Philippe is free to continue his imaginary household with Senta for a bit; in the short-run Girard's absence is unnoticed, given his expected trip to Italy. And there's nothing known—outside this dysfunctional household—to make him suspect. The couple in constantly sensual tango tension, also born of Philippe's imagination, is a manifestation of his relationship with his mother, a relationship that is competing to also live in Philippe's new household. One hint: the tango mother chiding her younger partner for having a wandering eye toward other women … is Philippe's mind chiding him for trying to abandon his Oedipal love for another woman his own age. Somewhere along the way, Philippe murders the homeless man and dumps the body down by the docks, away so as to not draw attention to the abandoned house. Perhaps he has done so to prove his love to his imaginary Senta (though his imagination also tries to deny his guilt) as he did for Mother … or perhaps because the homeless man was getting just a bit too nosy about Philippe's comings-and-goings. Either way, someone cleared out the cardboard boxes and garbage in which the homeless man had lived, that someone surely being Philippe.

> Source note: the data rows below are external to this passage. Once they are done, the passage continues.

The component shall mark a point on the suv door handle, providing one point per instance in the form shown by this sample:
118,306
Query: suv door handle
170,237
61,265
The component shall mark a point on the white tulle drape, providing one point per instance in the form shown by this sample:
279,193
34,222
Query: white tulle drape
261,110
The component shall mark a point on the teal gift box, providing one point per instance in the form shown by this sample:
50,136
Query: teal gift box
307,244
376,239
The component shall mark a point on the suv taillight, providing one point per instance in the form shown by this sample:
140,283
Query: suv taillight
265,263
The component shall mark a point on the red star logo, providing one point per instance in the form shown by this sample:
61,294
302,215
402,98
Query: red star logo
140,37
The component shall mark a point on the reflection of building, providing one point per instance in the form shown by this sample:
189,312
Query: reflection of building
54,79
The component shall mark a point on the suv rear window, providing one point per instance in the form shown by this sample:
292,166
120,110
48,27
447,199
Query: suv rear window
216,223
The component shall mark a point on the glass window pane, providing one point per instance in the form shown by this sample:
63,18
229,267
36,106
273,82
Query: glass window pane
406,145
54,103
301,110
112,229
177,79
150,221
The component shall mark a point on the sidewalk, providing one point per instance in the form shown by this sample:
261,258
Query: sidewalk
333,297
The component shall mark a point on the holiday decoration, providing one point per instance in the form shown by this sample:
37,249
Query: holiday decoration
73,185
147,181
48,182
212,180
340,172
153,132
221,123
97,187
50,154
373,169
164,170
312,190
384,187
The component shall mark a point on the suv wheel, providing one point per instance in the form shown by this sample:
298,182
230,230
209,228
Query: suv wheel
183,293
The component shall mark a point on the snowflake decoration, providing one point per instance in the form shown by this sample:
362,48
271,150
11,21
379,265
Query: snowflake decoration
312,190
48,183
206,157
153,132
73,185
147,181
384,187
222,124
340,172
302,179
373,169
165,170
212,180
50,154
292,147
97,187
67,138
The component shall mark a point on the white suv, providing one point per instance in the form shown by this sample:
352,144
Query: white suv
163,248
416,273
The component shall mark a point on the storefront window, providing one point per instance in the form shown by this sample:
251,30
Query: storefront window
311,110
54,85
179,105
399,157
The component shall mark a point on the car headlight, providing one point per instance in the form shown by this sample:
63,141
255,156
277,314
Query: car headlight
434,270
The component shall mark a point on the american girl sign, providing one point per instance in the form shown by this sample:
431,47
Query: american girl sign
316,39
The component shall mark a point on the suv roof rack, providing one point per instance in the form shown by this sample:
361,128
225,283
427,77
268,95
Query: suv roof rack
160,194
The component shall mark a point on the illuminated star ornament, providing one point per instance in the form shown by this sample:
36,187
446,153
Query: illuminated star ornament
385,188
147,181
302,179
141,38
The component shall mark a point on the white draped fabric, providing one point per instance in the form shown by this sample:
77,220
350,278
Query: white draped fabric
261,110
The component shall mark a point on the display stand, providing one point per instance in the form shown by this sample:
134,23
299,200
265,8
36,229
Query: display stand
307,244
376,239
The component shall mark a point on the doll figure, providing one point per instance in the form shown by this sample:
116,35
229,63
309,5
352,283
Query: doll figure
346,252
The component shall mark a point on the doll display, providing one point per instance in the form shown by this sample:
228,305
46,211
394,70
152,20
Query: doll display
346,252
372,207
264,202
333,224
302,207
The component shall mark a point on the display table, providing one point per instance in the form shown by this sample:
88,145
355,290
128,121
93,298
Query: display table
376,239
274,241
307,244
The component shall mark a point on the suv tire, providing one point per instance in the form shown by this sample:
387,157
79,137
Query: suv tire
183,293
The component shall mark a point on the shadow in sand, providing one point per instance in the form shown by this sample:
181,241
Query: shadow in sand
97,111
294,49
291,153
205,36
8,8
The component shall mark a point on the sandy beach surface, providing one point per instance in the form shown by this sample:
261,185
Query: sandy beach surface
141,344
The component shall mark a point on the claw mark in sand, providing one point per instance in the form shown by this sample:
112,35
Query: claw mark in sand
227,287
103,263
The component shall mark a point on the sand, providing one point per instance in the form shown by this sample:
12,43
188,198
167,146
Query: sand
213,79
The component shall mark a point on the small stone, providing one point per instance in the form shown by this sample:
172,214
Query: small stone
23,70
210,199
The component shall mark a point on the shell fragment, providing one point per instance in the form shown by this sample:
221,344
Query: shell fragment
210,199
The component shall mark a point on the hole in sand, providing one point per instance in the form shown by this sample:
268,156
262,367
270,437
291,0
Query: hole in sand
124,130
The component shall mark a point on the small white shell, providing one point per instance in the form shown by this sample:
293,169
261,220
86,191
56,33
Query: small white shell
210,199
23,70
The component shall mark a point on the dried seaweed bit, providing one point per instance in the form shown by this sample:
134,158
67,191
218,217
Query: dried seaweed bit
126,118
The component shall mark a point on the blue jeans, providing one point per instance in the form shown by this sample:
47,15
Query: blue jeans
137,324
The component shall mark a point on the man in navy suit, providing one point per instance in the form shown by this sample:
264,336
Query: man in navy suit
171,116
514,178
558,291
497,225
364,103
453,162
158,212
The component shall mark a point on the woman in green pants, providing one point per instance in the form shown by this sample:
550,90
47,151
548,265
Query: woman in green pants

The screws start to tighten when Girard's absence eventually becomes conspicuous and the police begin to look into the matter. Meanwhile, Philippe's ever-more twisted mind begins to struggle to reconcile the truth about Girard, one part telling him (via Senta's voice) that Girard is dead, the other part in denial (it is really Girard's cousin who is dead). The mental conflict ultimately drives Philippe to start nosing around Girard's house for the truth. The police pick up on it and he's brought in for questioning (though his mind tries to deny it as coincidental to an investigation of Patricia) then let go, presumably so they can tail him. Along the way, his mind tries to vindicate him from the murder of the homeless man by running into him by chance. And at the abandoned house his mind tries to vindicate him from the murders of the missing woman and Girard (or his cousin or whatever) by letting imaginary Senta take the blame.
But, by this point, there's no way out of this duplicitous mind-trap for Philippe. No amount of imagination can stitch all the patchwork together into one neat cloth. Something's got to give. In the end, Philippe calls the police to tell the story (as he said he did). Whether he tells that he killed Girard or whether he tells that his imaginary Senta killed Girard (with a—what—Venetian glass dagger) makes no difference. They've got their man. And he's been tailed to the abandoned house, where the police are gathering to grab him. And they are going to be quite surprised to find the body of the missing woman upstairs. That, for some reason they won't be able to fathom, is wearing a blue bridesmaid dress.